The outer loop updates $\alpha$ on validation data, the inner loop updates $w$ on training data. After searching, discretize: in each edge, keep the operation with max $\alpha$. Time: 1 GPU × 4 days.

EfficientNet (Tan & Le, 2019): The base architecture is found via NAS, then scaled in three dimensions: depth $d$, width $w$, resolution $r$ with compound coefficient $\phi$: $d = \alpha^\phi$, $w = \beta^\phi$, $r = \gamma^\phi$. Best accuracy/parameter trade-off among models of its time.

Automation of Feature Engineering

Deep Feature Synthesis (DFS, Kanter & Veeramachaneni, 2015): automatically generates features from relational data. Aggregations (mean, max, sum, number of client transactions per month), transformations (log, sqrt, date differences).

Categorical embeddings: instead of one-hot encoding (dimension = number of categories), we train a dense embedding vector of size $d$. Example: city → vector (latitude, longitude, economic class) via training. Works better than one-hot for categories with thousands of values.

TabNet (Arik & Pfenning, 2021): attention-based architecture for tabular data.
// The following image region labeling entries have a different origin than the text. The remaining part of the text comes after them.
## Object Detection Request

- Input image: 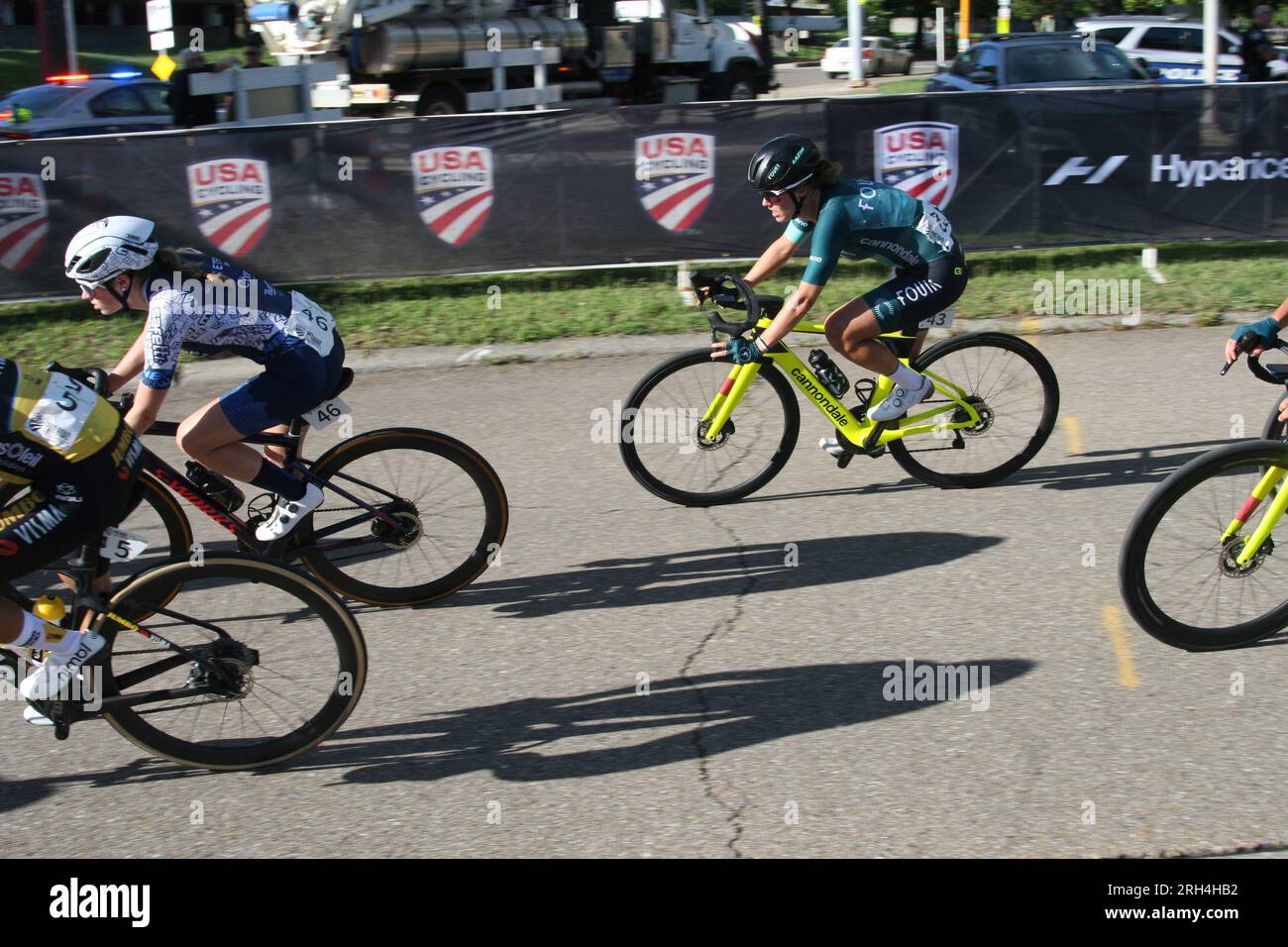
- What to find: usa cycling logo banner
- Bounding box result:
[873,121,957,207]
[411,145,492,246]
[0,171,49,273]
[188,158,273,257]
[635,132,716,233]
At each step it selects a subset of features via self-attention, interpretability — you can see which features were used.

MLOps: ML in Production

Problem: a model that performs well on historical data degrades in production due to changing data distribution (data drift) or concept drift. Feature store (Feast, Hopsworks): centralized storage of features for training and inference—eliminates training-serving skew. Model registry (MLflow): versioning of experiments, models, metrics. Monitoring: Evidently AI detects drift via KL-divergence, Kolmogorov-Smirnov tests.

Numerical Example

Hyperopt on LightGBM: search space — $n_{estimators} \in [100,1000]$, $learning_rate \in [0.01,0.3]$, $max_depth \in [3,8]$. After 50 iterations of Bayesian optimization found: $n_{estimators}=300$, $lr=0.05$, $max_depth=5$, CV RMSE = 4.2 (vs 5.1 with default parameters). The 10×10×6 grid would require 600 iterations.

Assignment: Apply Auto-Sklearn to the House Prices dataset (Kaggle). Time limit: 30 minutes. Compare with “manual” tuning (XGBoost + your Hyperopt). Visualize which configurations were selected. Apply SHAP to interpret the best model.